Como os algoritmos substituíram o papel social do CD emprestado

O que mudou no consumo de música desde a ascensão dos algoritmos?

Dependendo da sua idade, pode ser que o título deste artigo não faça muito sentido. Afinal, já faz um bom tempo desde que os CDs passaram de artigo de sobrevivência urbana a itens de colecionador. Até meados dos anos 2000, mesmo com a ascensão da música digital e das plataformas e dispositivos que serão abordados a seguir, ouvir, colecionar e emprestar CDs eram práticas comuns no cotidiano de todo fã de música. O que mudou desde então? Novamente, dependendo da sua idade, os parágrafos a seguir podem conter uma boa dose de nostalgia.

Curadoria de conteúdo, downloads ilegais e amizades musicais

Numa época em que não havia Spotify, YouTube e tanta facilidade de acesso a conteúdo, conhecer novas bandas e artistas dependia basicamente de três prazerosas tarefas: ouvir rádio, assistir MTV e trocar indicações com seus amigos e amigas. Portanto, havia certo papel social no ato de emprestar um CD a alguém e dizer “ei, escute esse álbum depois e me diz o que achou, principalmente da música 7. Acho que você vai gostar.” E lá íamos nós. Fones no ouvido, discman na mochila e ok music play.
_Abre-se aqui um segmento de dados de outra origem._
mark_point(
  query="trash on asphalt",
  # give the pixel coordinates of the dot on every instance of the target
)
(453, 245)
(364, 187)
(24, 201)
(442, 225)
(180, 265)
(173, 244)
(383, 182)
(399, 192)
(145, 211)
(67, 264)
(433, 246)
Neste cenário, identificamos um exemplo prático de curadoria de conteúdo e apresentação de materiais relacionados de uma pessoa a outra. Mais que uma demonstração de apreço, era uma possibilidade de expandir repertório cultural, formar ou consolidar preferências e, talvez, descobrir a melhor banda dos últimos tempos da última semana. Pelo menos até o lançamento e eventual empréstimo de um novo álbum.  Além da loja de discos, a figura do “amigo musical” marcou época pra muita gente que foi jovem no mundo pré-internet, inclusive inspirando livros e filmes como por exemplo a obra Alta Fidelidade, excelente nos dois formatos.

Foto: Reprodução

Modelo clássico de MP3 player: só quem viveu sabe.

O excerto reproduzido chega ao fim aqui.